Education was the second of the six issues identified. The Commission Chairman stated that at the end of the colonial period the British left the African-descended population in a state of general illiteracy. He noted that this illiteracy continued to plague Caribbean societies and accounted for significant parts of their development challenges.
Speaking to cultural institutions, Professor Beckles said that there was no development of institutions such as museums and research centres to prepare Caribbean citizens for an understanding of their history.
He spoke further of cultural deprivation as another issue that needed to be addressed and outlined; that the primary cultural effect of slavery was to break and eradicate African commitment to their culture.
The Chairman stated that African culture was criminalized and pointed to how Caribbean people were affected by cultural deprivation. He said this included low ethnic self-esteem; the devaluation of black identity; broken structures and diminished family values; delegitimisation of African derived religious and cultural practices, and disconnection from ancestral roots and culture.
Psychological trauma was another area identified by the Commission that needed to be addressed. According to Professor Beckles, during the time of slavery, Africans were classified in law as non-human, chattel, property and real estate. He said they were denied recognition as members of the human family by laws and practices derived from the parliaments and policies of Europe. This history, he said, has inflicted massive psychological damage upon African descendants and is evident daily in social life.
The sixth issue which the Commission said needed to be remedied was that of scientific and technological backwardness. It was highlighted that for 400 years the policy of Britain and Europe had been that the Caribbean should not participate in any manufacturing or industrial process, and should be confined to the production of raw materials.
This policy, according to Professor Beckles, “has rendered the Caribbean a technologically and scientifically ill-equipped civilization for which it continues to experience debilitating backwardness in a science and technology globalized world.” Additionally, he said that the subjection of the Caribbean to this state, has denied Caribbean youth membership and access to an enhancing science and technology culture that has become the world youth patrimony.

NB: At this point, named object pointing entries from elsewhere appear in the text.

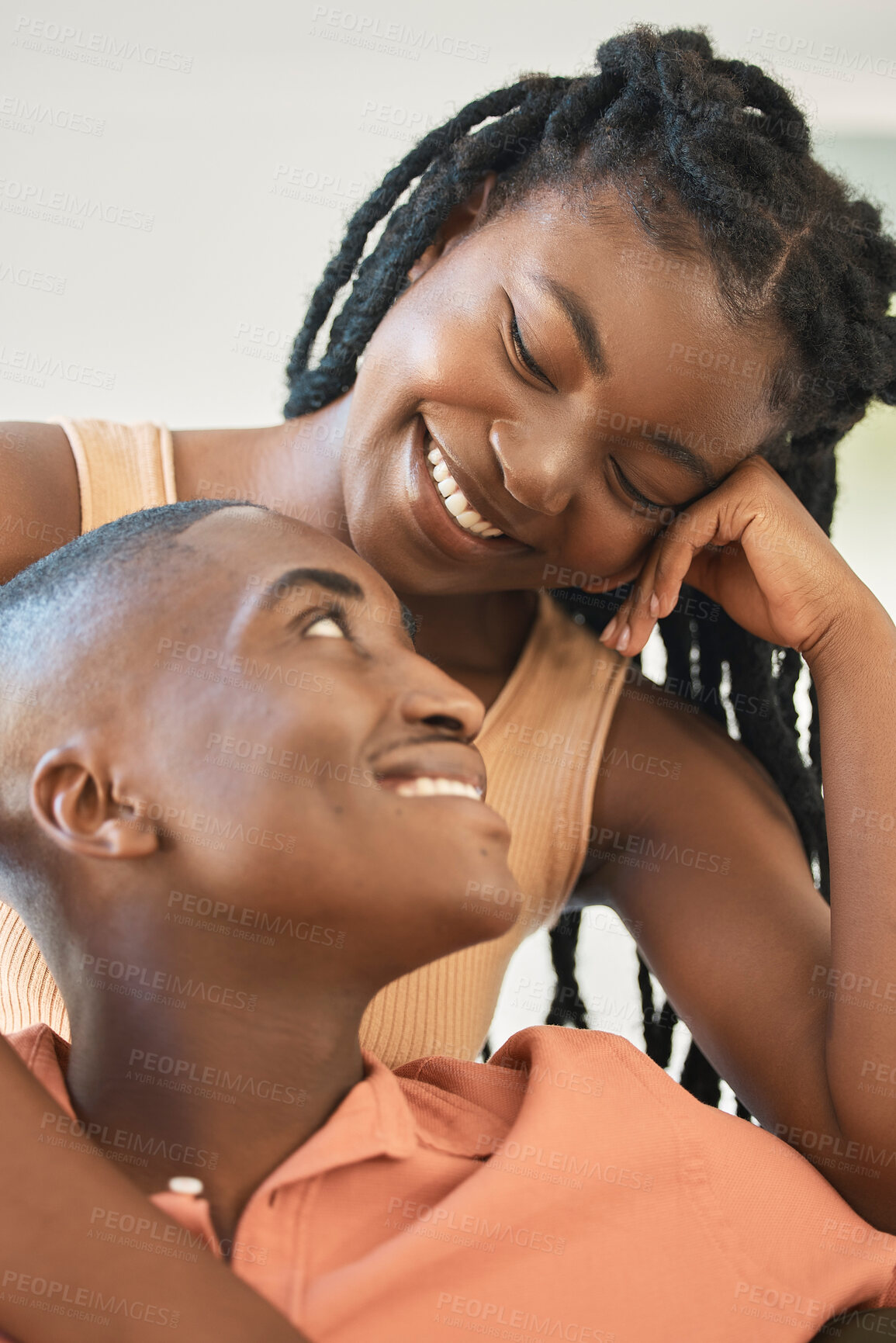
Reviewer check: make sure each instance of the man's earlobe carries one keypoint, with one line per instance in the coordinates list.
(74, 805)
(458, 223)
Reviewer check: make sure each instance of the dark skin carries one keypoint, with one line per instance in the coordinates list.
(396, 889)
(389, 718)
(531, 439)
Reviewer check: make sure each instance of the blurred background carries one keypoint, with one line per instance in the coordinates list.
(174, 179)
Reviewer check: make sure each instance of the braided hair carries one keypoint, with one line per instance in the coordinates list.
(701, 148)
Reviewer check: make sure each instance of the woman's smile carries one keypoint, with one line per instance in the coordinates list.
(438, 505)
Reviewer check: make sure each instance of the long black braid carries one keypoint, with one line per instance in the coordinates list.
(703, 148)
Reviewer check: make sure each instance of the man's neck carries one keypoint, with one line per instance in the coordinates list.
(220, 1092)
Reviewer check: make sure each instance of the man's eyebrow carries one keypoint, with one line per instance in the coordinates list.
(585, 331)
(330, 579)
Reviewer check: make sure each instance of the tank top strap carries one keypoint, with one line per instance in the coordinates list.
(543, 743)
(121, 468)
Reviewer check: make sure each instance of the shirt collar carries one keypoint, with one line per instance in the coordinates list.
(383, 1115)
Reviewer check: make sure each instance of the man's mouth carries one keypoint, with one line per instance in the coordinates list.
(430, 786)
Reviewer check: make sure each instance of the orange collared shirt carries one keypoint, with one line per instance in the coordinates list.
(567, 1190)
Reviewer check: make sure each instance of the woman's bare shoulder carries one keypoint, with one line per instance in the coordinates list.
(659, 738)
(40, 503)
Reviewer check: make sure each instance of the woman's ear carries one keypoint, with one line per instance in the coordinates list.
(458, 223)
(74, 804)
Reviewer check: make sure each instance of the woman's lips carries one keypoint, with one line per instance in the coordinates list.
(455, 499)
(438, 524)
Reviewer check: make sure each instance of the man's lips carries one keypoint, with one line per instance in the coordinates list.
(450, 762)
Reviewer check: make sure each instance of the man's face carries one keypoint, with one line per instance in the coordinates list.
(296, 755)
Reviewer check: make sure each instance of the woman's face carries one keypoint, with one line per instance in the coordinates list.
(579, 384)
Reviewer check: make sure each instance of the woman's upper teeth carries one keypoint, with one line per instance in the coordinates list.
(427, 787)
(455, 501)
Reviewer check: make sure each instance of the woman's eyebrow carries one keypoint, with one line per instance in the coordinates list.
(580, 320)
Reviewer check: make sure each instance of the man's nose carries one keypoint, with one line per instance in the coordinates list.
(431, 697)
(539, 462)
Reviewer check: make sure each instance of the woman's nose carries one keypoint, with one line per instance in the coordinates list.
(538, 465)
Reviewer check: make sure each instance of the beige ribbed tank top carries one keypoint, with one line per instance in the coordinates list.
(541, 743)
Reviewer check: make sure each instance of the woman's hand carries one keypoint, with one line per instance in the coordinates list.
(751, 547)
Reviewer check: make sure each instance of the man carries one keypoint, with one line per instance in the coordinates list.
(240, 806)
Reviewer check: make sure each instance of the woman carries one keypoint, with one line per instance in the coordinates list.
(618, 303)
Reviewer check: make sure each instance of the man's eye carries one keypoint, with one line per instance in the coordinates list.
(325, 628)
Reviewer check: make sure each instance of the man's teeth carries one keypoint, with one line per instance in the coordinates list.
(427, 787)
(455, 501)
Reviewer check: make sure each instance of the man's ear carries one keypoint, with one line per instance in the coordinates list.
(74, 804)
(458, 223)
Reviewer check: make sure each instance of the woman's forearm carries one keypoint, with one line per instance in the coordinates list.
(855, 674)
(54, 1276)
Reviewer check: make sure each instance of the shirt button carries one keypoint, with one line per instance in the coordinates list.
(185, 1185)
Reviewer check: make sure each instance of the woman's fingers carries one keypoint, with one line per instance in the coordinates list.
(659, 584)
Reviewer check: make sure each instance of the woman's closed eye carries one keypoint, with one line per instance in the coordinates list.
(523, 354)
(635, 493)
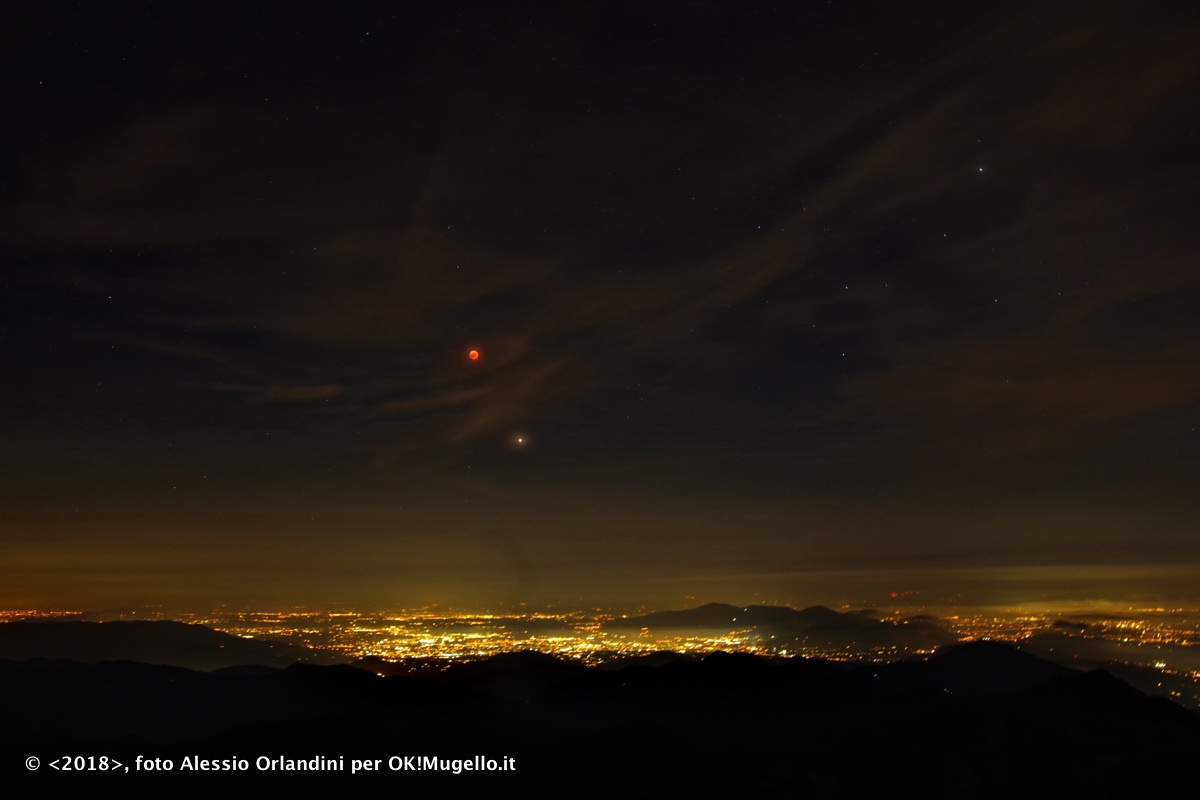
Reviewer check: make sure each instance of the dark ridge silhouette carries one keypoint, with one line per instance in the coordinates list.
(979, 720)
(177, 644)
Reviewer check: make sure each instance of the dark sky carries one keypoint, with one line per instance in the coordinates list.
(795, 305)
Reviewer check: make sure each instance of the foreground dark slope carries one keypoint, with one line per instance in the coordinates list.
(979, 720)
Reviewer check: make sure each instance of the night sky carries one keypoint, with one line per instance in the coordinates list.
(802, 305)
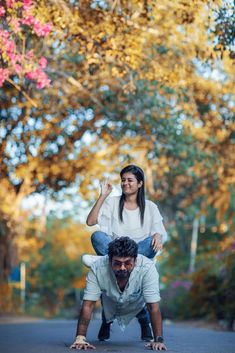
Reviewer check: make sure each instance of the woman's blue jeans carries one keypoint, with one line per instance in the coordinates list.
(101, 240)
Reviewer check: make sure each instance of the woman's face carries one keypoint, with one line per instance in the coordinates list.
(129, 184)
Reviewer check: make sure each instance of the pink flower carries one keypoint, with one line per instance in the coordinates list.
(15, 25)
(9, 46)
(2, 11)
(42, 30)
(43, 62)
(28, 20)
(29, 54)
(27, 4)
(39, 76)
(10, 3)
(18, 68)
(4, 74)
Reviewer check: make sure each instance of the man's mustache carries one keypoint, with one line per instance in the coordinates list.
(122, 274)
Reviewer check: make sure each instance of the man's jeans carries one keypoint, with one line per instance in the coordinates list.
(101, 240)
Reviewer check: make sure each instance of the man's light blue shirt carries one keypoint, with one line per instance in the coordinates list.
(142, 287)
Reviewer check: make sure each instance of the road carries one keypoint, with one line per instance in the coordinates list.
(55, 336)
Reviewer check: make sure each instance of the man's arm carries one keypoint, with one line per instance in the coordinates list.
(156, 323)
(82, 326)
(106, 189)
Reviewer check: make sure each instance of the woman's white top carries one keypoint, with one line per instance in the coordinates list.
(109, 222)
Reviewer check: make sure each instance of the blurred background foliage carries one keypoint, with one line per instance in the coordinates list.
(131, 82)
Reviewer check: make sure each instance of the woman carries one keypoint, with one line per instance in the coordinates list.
(127, 215)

It was also explained by the Commission’s Chairman that the argument that CARICOM should request reparatory dialogue with beneficiary slave-owning European states with a view to formulating a new development agenda for the Caribbean was reaffirmed.
The next meeting of the full commission will be in January 2014 and it is anticipated that its first interim report will be ready for submission to the CARICOM Heads of Government at the February 2014 meeting.